The essence of learnable positional embedding? Does embedding improve outcomes better?

Hi all, I was recently reading the bert source code from the hugging face project. I noticed that the so-called “learnable position encoding” seems to refer to a specific nn.Parameter layer when it comes to implementation.

def __init__(self):
    positional_encoding = nn.Parameter()
def forward(self, x):
    x += positional_encoding

↑ Could be this feeling, then performed the learnable position encoding. Whether that means it’s that simple or not, I’m not sure I understand it correctly, I want to ask someone with experience.

In addition, I noticed a classic bert structure whose location is actually coded only once at the initial input. Does this mean that the subsequent bert layers, for each other, lose the ability to capture location information?
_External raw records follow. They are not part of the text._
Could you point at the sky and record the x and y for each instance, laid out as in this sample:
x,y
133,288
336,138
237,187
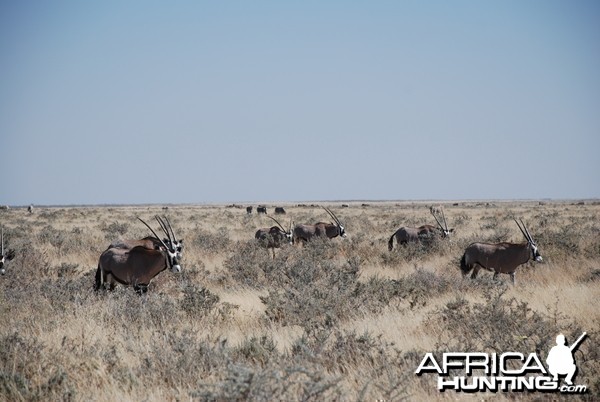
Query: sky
x,y
138,102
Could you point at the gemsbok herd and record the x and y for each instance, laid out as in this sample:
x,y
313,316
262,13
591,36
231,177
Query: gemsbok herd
x,y
136,262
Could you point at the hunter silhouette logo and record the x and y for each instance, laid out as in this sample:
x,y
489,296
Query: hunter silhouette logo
x,y
508,371
560,359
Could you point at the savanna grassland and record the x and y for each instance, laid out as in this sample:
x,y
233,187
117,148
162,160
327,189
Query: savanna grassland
x,y
340,319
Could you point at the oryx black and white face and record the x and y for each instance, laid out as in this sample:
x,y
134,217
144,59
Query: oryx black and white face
x,y
173,260
340,227
177,245
535,254
445,232
5,256
172,247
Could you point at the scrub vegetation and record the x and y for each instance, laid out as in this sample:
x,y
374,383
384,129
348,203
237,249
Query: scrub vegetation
x,y
340,319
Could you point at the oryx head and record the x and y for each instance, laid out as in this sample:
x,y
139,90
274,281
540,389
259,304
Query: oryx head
x,y
288,233
535,254
444,228
176,244
340,227
5,256
168,248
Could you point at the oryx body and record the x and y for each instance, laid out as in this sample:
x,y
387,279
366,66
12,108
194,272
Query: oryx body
x,y
331,230
138,265
502,258
275,236
152,242
5,256
133,267
406,234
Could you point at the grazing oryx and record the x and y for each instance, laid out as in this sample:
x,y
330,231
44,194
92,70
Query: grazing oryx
x,y
5,256
136,266
275,236
307,232
502,258
153,242
406,235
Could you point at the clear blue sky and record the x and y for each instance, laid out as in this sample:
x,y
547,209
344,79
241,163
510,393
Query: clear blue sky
x,y
232,101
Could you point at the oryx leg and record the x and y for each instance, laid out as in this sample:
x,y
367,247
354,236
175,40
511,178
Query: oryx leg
x,y
475,271
141,288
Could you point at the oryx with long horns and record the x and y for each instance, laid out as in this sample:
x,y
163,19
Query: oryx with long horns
x,y
5,256
138,265
275,236
406,235
331,230
151,242
502,258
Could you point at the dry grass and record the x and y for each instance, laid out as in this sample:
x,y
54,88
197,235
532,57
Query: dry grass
x,y
334,320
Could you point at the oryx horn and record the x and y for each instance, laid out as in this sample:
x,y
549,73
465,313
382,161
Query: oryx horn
x,y
436,219
154,233
332,215
521,229
527,231
277,222
444,217
164,228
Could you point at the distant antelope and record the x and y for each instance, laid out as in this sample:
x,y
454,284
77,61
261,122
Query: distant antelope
x,y
275,236
153,242
307,232
5,256
135,266
406,235
502,258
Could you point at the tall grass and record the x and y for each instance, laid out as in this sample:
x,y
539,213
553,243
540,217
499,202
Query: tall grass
x,y
333,320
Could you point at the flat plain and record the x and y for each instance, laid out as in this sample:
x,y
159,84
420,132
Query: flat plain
x,y
338,319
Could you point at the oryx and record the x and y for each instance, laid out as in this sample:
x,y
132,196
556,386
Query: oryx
x,y
5,256
331,230
500,257
406,235
135,266
275,236
153,242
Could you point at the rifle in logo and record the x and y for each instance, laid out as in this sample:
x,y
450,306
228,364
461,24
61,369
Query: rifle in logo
x,y
560,358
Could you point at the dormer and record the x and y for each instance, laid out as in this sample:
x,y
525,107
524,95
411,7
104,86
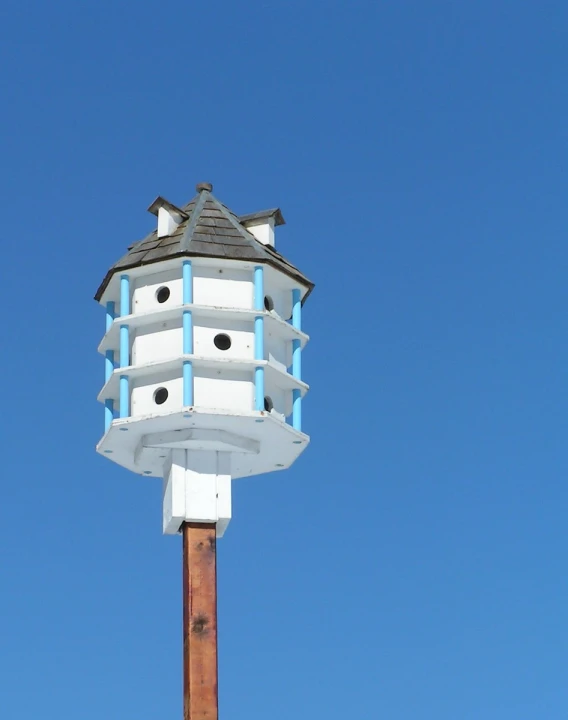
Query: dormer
x,y
262,224
169,216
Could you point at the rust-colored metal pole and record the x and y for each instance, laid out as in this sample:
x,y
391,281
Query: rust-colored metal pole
x,y
200,697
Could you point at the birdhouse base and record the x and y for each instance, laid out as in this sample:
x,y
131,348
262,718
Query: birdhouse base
x,y
249,443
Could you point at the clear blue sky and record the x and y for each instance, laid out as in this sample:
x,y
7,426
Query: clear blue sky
x,y
412,564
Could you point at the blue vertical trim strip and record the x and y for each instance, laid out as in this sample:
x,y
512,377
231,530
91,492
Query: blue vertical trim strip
x,y
124,393
297,410
187,384
187,297
187,333
297,359
109,365
259,337
124,396
259,388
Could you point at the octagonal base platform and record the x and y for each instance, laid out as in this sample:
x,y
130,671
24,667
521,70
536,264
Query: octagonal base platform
x,y
253,443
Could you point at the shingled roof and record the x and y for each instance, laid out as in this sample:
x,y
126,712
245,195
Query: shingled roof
x,y
209,230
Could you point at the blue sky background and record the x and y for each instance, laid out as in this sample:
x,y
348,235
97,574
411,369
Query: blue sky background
x,y
412,564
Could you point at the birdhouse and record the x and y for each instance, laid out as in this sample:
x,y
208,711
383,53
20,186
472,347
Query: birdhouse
x,y
202,351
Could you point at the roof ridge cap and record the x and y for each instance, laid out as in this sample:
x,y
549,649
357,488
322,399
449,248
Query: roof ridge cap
x,y
193,218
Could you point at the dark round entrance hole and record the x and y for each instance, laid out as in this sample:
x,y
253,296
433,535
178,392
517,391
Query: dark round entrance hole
x,y
163,294
160,396
268,404
222,341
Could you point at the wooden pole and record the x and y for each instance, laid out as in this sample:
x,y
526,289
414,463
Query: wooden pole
x,y
200,697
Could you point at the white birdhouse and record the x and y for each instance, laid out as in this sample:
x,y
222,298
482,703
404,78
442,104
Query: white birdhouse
x,y
203,356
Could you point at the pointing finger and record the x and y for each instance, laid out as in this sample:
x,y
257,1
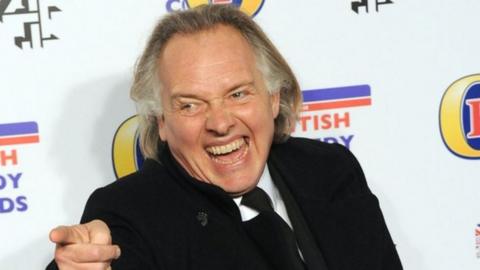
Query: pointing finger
x,y
85,253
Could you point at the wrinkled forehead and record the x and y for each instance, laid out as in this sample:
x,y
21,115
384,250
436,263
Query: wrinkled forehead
x,y
206,57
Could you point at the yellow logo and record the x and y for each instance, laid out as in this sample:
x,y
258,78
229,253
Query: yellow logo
x,y
125,149
250,7
460,117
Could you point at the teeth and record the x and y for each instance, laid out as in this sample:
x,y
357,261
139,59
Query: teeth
x,y
225,149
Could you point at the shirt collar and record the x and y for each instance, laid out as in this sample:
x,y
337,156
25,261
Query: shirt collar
x,y
267,185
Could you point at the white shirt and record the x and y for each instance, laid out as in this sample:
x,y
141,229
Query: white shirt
x,y
269,187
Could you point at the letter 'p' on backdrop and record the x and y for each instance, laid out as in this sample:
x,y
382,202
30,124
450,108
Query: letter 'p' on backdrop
x,y
397,82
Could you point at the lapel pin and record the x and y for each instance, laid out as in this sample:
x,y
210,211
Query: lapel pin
x,y
202,217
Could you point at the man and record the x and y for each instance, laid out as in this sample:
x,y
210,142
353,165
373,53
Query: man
x,y
217,102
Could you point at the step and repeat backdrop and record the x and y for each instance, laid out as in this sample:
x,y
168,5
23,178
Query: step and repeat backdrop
x,y
397,82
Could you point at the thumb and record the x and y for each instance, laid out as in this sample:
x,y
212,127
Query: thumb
x,y
69,235
98,232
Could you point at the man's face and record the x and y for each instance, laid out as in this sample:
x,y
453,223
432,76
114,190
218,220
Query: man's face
x,y
218,116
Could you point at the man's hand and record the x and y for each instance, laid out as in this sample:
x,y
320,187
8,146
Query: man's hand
x,y
84,246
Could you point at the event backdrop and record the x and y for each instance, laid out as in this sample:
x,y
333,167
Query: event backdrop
x,y
395,81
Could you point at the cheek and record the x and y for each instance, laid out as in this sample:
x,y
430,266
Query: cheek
x,y
184,130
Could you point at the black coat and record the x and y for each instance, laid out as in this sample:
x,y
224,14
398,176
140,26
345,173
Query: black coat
x,y
164,219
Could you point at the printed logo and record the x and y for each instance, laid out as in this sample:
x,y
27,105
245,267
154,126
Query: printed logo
x,y
11,135
327,110
460,117
126,155
33,25
356,5
250,7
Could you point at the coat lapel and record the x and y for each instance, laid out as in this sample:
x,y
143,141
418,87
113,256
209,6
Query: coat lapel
x,y
311,253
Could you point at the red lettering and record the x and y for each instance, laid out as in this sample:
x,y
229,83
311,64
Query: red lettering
x,y
474,105
4,157
338,120
315,122
326,121
303,121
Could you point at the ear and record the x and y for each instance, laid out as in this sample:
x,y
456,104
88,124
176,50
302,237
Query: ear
x,y
275,101
161,128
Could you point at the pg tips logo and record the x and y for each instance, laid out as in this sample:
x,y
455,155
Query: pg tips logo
x,y
460,117
250,7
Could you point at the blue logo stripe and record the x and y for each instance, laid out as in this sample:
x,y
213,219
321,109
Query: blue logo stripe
x,y
18,128
354,91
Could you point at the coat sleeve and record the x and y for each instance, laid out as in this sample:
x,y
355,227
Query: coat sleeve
x,y
115,213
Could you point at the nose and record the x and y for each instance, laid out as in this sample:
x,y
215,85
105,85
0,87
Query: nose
x,y
219,120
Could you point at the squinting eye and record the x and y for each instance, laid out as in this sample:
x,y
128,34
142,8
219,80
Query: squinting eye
x,y
189,108
239,94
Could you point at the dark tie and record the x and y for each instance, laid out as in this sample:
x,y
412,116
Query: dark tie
x,y
272,235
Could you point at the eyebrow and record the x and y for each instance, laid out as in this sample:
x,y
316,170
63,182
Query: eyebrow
x,y
194,96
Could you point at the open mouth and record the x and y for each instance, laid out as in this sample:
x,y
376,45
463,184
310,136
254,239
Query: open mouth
x,y
229,153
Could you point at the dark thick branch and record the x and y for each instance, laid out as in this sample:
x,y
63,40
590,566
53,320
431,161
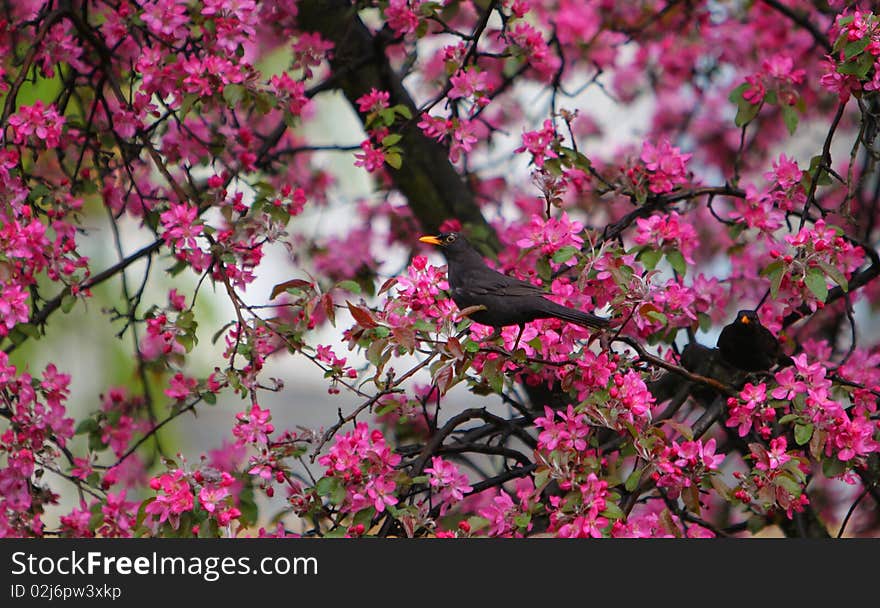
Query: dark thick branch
x,y
434,189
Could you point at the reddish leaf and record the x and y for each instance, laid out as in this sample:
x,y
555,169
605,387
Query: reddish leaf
x,y
282,287
361,316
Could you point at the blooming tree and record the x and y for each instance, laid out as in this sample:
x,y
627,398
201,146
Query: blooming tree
x,y
751,184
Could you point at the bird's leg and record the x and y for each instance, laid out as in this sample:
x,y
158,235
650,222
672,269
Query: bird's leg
x,y
522,326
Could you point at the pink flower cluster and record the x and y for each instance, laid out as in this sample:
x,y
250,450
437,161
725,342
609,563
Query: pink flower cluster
x,y
365,465
448,484
174,497
579,513
37,121
667,232
666,166
684,465
777,74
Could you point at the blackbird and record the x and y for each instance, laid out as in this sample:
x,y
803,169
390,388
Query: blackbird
x,y
749,346
506,300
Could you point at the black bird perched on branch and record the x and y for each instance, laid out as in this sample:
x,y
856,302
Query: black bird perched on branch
x,y
748,345
505,300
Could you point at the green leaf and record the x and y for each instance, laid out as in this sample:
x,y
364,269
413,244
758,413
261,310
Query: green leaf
x,y
676,259
67,302
790,485
87,425
833,467
403,111
746,111
394,160
858,67
349,285
649,258
326,485
815,280
542,267
522,520
657,316
856,47
612,511
789,115
564,254
834,274
774,271
233,94
632,481
802,433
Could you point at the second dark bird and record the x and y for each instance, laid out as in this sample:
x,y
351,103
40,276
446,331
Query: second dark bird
x,y
507,300
748,345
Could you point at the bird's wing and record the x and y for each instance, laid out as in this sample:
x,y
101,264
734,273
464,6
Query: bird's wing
x,y
492,282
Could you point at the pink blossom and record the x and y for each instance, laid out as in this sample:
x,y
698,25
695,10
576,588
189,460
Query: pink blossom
x,y
180,387
666,164
181,226
539,143
174,497
253,426
373,101
371,157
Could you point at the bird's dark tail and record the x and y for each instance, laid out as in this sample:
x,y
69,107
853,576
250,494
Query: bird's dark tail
x,y
572,315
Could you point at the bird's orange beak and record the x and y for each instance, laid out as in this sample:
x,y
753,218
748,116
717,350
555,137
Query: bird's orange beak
x,y
433,240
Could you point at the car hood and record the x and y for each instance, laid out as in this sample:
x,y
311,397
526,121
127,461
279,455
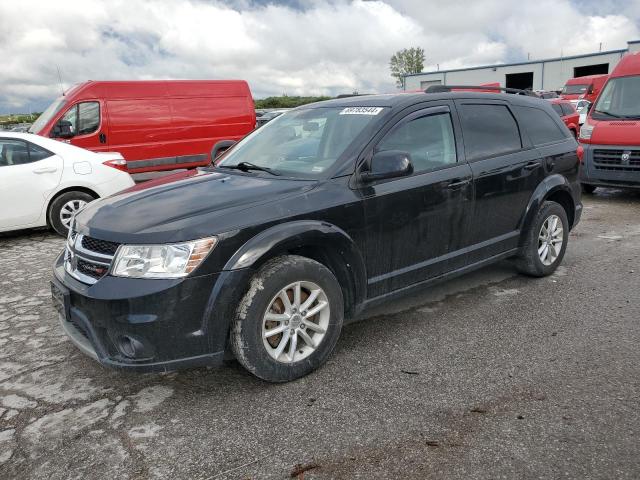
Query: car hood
x,y
186,206
615,132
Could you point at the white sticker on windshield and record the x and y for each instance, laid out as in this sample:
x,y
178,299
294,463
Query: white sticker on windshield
x,y
361,111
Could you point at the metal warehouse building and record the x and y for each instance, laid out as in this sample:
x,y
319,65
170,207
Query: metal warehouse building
x,y
549,74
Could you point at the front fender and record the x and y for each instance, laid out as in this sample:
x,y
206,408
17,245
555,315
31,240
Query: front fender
x,y
547,187
327,239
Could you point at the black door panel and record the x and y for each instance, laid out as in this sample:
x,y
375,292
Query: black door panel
x,y
412,224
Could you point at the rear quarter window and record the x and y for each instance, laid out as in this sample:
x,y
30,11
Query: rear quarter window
x,y
539,125
489,130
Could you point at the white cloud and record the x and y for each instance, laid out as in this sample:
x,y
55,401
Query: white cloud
x,y
327,47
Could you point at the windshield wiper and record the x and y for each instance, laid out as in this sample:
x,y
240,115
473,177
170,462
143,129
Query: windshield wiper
x,y
246,166
609,114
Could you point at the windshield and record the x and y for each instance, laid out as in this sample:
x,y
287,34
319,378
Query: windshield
x,y
44,118
620,98
302,143
574,89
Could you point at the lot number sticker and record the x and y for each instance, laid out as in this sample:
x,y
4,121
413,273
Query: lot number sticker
x,y
361,111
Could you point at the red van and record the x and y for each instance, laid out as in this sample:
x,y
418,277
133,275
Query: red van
x,y
567,113
611,133
587,87
155,125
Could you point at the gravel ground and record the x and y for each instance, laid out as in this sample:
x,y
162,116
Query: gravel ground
x,y
493,375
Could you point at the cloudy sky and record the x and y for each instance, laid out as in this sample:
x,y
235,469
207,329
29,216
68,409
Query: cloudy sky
x,y
293,47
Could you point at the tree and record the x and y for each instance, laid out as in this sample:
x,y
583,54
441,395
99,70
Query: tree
x,y
405,62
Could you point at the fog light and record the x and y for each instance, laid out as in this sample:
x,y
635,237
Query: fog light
x,y
130,347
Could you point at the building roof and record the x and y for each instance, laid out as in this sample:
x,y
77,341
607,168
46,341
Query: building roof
x,y
545,60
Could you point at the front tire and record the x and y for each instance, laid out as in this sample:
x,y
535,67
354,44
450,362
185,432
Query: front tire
x,y
545,241
289,321
64,207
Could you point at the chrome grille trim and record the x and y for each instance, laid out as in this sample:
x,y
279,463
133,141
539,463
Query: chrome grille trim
x,y
77,258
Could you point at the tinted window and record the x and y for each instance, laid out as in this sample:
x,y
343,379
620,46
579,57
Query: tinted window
x,y
557,108
540,126
489,130
72,117
19,152
429,140
38,153
88,117
568,109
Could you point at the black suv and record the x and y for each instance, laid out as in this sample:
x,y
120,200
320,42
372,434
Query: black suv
x,y
323,212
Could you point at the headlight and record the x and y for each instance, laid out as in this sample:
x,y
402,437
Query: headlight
x,y
586,130
161,261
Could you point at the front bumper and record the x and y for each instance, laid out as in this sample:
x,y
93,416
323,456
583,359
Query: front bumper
x,y
603,166
148,325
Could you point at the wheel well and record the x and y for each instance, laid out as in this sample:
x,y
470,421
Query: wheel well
x,y
564,198
331,259
88,191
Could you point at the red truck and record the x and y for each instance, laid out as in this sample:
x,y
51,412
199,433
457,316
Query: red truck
x,y
587,87
154,125
568,114
610,135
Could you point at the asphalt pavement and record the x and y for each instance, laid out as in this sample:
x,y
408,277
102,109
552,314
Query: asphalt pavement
x,y
492,375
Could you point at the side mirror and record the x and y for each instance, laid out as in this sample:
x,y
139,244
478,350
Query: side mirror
x,y
388,164
62,129
220,147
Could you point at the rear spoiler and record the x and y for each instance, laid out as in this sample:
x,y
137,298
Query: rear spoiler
x,y
449,88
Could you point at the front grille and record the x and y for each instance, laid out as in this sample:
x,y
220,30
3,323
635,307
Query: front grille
x,y
90,269
103,247
617,160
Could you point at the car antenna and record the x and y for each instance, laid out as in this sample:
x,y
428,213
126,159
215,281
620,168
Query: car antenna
x,y
60,80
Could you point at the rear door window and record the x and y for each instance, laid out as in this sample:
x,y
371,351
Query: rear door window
x,y
489,130
539,125
568,109
84,118
19,152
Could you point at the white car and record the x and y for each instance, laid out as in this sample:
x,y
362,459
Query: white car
x,y
45,182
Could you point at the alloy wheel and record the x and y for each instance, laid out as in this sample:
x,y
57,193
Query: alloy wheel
x,y
296,322
550,240
69,209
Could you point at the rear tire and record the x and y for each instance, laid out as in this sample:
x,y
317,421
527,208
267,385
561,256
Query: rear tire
x,y
545,241
63,208
586,188
307,328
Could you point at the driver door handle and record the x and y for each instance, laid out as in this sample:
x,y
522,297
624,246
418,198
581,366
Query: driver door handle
x,y
532,165
45,170
457,183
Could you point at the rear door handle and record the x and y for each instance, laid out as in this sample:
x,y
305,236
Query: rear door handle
x,y
532,165
45,170
457,183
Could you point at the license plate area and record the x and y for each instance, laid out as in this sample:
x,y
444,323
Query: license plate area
x,y
60,300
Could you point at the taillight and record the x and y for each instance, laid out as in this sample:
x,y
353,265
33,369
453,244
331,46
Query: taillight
x,y
118,164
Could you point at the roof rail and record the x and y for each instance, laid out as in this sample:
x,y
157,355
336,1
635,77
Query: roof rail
x,y
448,88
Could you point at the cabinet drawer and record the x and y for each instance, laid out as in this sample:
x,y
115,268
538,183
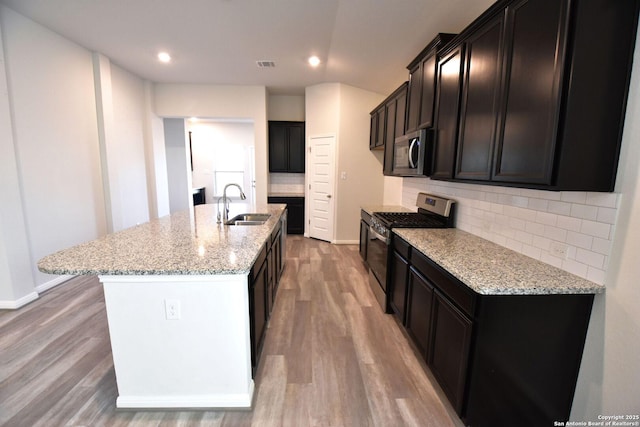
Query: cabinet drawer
x,y
460,295
255,269
400,246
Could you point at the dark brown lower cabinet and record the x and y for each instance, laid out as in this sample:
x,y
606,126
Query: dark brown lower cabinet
x,y
500,359
419,310
258,289
398,288
527,355
448,359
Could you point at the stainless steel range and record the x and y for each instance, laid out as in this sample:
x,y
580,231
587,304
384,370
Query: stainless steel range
x,y
433,212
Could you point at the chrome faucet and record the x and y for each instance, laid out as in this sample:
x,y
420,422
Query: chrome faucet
x,y
226,201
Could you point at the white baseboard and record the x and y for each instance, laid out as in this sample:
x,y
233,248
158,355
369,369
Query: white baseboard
x,y
53,283
347,242
220,402
16,304
32,296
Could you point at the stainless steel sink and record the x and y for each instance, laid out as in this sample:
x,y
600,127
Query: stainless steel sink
x,y
249,219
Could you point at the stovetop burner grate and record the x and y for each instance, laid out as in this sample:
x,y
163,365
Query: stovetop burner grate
x,y
410,220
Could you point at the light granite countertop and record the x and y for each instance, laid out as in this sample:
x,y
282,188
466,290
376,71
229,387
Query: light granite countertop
x,y
286,195
490,269
180,243
384,208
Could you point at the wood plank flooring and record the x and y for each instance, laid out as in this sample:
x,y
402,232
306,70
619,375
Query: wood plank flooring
x,y
330,358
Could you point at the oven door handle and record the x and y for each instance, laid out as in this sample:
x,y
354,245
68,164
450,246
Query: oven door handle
x,y
375,234
412,164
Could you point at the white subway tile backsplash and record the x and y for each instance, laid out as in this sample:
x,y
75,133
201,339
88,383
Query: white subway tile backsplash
x,y
605,200
531,251
584,211
535,228
596,229
538,204
555,233
560,208
527,221
590,258
579,240
546,218
607,215
601,246
595,275
574,196
574,267
569,223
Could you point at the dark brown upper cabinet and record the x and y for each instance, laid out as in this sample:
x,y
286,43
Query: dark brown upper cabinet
x,y
286,147
544,93
422,84
396,107
447,107
480,100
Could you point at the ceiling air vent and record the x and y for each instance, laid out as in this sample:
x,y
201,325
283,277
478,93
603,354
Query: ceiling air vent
x,y
265,64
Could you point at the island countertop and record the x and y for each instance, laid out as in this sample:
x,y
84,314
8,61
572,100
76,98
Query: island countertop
x,y
178,244
490,269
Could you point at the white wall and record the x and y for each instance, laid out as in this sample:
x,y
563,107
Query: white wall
x,y
341,110
73,137
209,138
222,102
359,170
286,108
178,165
121,129
53,116
16,275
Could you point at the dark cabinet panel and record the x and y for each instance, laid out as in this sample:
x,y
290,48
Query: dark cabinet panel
x,y
295,212
296,148
258,290
535,42
449,355
286,147
399,275
278,148
539,109
414,98
364,239
446,124
396,106
422,85
419,306
428,68
480,101
526,359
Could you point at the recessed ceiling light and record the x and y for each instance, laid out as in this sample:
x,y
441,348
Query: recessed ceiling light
x,y
314,61
164,57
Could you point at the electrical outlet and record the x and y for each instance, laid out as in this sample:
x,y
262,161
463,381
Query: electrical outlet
x,y
559,250
172,309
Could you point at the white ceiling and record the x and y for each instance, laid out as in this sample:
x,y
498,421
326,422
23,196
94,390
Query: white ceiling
x,y
363,43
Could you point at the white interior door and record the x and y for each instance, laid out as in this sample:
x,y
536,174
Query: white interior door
x,y
321,187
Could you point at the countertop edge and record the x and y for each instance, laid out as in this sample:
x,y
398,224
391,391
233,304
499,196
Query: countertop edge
x,y
467,262
72,261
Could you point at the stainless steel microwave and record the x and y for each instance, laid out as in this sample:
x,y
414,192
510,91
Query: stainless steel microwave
x,y
412,154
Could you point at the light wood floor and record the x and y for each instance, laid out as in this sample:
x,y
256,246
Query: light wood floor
x,y
331,357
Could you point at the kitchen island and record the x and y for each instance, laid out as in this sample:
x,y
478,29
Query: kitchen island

  (embeddings): BertEmbeddings(
    (word_embeddings): Embedding(30522, 768, padding_idx=0)
    (position_embeddings): Embedding(512, 768)
    (token_type_embeddings): Embedding(2, 768)
    (LayerNorm): LayerNorm((768,), eps=1e-12, elementwise_affine=True)
    (dropout): Dropout(p=0.1, inplace=False)
  (encoder): BertEncoder(
    (layer): ModuleList(
      (0): BertLayer(...)
  (pooler): BertPooler(...)

Would I get better results if the results of the previous layer were re-positional encoded before the next bert layer?


Well I don’t know the case for bert specifically. The positional encoding is a kind of information you pass at the beginning. Once that’s done, subsequent layers can manage that info to make use of it in an optimal way. So yes, subsequent layers are aware of the position.

I don’t understand the question about the learnable one. Indeed, you just pass sum a signal which is nothing but learnable floats.